In conclusion, here is the message of the Secretary General announcing 2010 as the year of Biodiversity. The speech is meaningful, but what is our actual situation today at the closing of 2010?

"You are the biodiversity. The major part of the oxygen that you inhale comes from some plankton of the oceans and the luxuriant forests of our planet. Fruits and vegetables that you eat, were probably pollenized by bees, and the water which you drink is a part of a wide cycle where you have your place, with clouds, rain, glaciers, rivers and oceans.

Your diet depends almost completely on plants and on animals that surround us, from grasses, which give us some rice and some wheat, up to fishes and in the meat, which result as well from breeding as from the wild life. Your body contains 100 trillions of cells and it is connected to all, which so surrounds you that to the outside world, within a system magnificently complex and timeless. You share your atoms with every being and every object of the natural world; you are at once an ancient and incredibly young person. Biodiversity is life and biodiversity is you.

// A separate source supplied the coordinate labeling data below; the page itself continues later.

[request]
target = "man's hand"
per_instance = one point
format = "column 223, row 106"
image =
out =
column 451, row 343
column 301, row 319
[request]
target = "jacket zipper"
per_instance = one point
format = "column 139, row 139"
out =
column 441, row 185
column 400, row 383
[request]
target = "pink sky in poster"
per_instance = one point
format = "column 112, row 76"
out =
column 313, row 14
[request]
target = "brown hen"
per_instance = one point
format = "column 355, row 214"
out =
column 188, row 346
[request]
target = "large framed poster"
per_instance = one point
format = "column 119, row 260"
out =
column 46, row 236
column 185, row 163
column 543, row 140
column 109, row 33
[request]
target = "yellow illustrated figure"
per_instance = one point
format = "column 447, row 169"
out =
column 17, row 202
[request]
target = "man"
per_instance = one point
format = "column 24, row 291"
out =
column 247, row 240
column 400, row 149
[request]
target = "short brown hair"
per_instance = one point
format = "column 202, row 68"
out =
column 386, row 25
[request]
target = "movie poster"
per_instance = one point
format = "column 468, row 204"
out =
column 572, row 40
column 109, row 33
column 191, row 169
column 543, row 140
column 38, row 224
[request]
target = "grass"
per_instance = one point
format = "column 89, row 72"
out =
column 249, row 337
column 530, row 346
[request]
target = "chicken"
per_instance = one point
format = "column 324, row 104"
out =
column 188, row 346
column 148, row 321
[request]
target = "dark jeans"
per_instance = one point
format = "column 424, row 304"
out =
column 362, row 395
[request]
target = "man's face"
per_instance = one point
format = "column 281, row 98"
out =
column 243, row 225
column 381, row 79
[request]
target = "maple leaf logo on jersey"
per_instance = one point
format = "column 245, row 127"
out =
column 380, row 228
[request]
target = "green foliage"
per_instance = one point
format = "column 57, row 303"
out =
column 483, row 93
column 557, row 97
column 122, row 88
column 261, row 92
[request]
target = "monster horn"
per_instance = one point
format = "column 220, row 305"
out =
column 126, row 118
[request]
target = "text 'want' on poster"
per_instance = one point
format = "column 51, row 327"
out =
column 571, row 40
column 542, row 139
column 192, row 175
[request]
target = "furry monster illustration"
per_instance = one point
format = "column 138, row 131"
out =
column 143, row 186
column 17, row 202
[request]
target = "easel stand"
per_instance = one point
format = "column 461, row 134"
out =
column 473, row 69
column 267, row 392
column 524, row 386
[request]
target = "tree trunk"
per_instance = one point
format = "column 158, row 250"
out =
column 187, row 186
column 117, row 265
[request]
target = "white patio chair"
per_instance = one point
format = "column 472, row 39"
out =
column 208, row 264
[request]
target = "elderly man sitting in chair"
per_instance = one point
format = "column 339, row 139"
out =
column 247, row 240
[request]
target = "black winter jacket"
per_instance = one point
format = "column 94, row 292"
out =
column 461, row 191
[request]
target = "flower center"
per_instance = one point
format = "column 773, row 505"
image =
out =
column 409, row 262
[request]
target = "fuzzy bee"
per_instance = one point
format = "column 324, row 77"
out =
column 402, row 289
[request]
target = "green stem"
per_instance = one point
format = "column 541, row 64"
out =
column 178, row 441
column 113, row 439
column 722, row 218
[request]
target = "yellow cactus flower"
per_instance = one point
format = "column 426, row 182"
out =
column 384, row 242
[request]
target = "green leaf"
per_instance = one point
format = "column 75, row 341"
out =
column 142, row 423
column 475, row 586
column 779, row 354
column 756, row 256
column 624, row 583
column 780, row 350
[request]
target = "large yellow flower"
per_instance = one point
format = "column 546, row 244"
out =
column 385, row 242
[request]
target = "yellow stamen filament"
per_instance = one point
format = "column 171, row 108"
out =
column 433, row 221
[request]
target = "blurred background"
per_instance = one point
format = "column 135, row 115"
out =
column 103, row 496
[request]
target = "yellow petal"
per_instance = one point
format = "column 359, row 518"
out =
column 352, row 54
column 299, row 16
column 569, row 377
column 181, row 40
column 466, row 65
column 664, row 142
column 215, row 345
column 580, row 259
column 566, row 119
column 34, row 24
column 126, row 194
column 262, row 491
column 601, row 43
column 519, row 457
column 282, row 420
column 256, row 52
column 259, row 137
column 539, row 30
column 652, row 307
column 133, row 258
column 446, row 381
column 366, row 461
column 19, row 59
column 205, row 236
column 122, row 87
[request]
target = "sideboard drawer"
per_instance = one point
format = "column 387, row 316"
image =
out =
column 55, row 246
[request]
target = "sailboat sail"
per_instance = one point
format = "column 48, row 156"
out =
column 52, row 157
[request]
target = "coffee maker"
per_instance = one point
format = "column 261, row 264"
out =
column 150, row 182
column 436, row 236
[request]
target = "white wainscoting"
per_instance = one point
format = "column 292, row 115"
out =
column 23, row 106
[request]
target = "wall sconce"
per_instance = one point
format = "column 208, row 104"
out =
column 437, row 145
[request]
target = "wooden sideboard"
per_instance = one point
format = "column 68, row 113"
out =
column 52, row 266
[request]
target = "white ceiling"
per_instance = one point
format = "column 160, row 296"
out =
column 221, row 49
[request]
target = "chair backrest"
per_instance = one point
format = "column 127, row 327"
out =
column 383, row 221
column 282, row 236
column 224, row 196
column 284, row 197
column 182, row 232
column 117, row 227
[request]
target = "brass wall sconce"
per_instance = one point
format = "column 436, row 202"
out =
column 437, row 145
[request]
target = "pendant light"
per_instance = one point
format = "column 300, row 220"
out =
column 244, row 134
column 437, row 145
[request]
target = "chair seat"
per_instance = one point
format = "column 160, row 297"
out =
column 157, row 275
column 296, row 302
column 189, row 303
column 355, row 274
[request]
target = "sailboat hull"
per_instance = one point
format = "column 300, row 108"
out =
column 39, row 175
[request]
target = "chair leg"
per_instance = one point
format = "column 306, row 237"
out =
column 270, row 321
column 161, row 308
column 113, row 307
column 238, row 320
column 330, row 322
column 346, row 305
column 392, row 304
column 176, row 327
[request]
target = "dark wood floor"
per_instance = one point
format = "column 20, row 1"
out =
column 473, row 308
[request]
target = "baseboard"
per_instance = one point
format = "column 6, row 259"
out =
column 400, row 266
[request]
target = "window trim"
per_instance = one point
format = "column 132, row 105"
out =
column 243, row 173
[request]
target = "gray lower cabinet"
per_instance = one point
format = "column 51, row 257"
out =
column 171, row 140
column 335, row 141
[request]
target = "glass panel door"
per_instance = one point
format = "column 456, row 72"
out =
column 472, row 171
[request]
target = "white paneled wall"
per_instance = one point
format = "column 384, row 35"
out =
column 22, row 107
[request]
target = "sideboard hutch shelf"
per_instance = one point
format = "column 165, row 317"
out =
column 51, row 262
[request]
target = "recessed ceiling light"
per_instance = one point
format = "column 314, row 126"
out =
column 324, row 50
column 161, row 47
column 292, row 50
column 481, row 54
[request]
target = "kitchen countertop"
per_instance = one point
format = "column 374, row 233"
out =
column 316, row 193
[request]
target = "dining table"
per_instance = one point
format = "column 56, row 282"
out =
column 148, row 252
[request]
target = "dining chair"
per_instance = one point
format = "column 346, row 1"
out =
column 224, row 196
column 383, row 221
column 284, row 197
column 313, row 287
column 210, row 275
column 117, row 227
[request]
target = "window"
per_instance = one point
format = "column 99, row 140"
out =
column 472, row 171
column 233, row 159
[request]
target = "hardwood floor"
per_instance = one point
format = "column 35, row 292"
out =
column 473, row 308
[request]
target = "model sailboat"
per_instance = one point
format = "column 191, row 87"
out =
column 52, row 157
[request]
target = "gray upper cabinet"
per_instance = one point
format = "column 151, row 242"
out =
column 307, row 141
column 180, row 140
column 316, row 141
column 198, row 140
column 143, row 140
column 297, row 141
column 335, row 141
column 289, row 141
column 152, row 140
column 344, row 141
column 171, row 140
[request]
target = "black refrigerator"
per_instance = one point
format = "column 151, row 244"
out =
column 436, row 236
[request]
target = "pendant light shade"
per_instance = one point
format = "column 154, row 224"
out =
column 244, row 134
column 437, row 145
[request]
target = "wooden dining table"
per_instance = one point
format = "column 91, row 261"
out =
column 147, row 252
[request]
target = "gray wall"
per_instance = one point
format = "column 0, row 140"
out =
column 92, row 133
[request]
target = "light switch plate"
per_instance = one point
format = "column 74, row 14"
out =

You share the planet with about 13 million different alive species, including plants, animals and bacteria, among which only 1,75 millions were identified and registered. This incredible wealth is an incalculable treasure, which constitutes the real foundation of your human well-being. The systems and the processes generated collectively by these million neighbors produce your food, your water and the air that you inhale … the fundamental principles of the life.

As if it was not sufficient, they also supply the wood and the natural materials for furniture, constructions and fuels, mechanisms to regulate the climate, control the floods and recycle your waste, as well as the new components and the chemicals allowing to produce medicines. The biodiversity can seem to you so evident, and it is so evident everything around you, that it is sometimes easy to forget it. You are a member of it and you cannot live without her.

The contribution of the biodiversity to your life is not only practical, physical and utilitarian, it is also cultural. The variety of the natural world was a constant source of inspiration throughout the history of the humanity, it influenced the traditions, and the way our society evolved and supplied the goods and the basic services, which allowed the business and the economy to build themselves. The disappearance of a unique species represents an incalculable loss and impoverishes us all.

The loss of a symbolic species is not only a cultural tragedy; it also threatens our own survival. Wonderful and plentiful variety of the natural world is put in danger by the human activities. The cutting down or the fire of forests, the disappearance of mangrove swamps, the practice of the intensive farming, the attacks of the pollution, the overfishing and the effects of the climate change, all this destroys the biodiversity.

We can stop it, the question is to know if we are going to do it. The international Year of the biological variety represents our chance to prove it."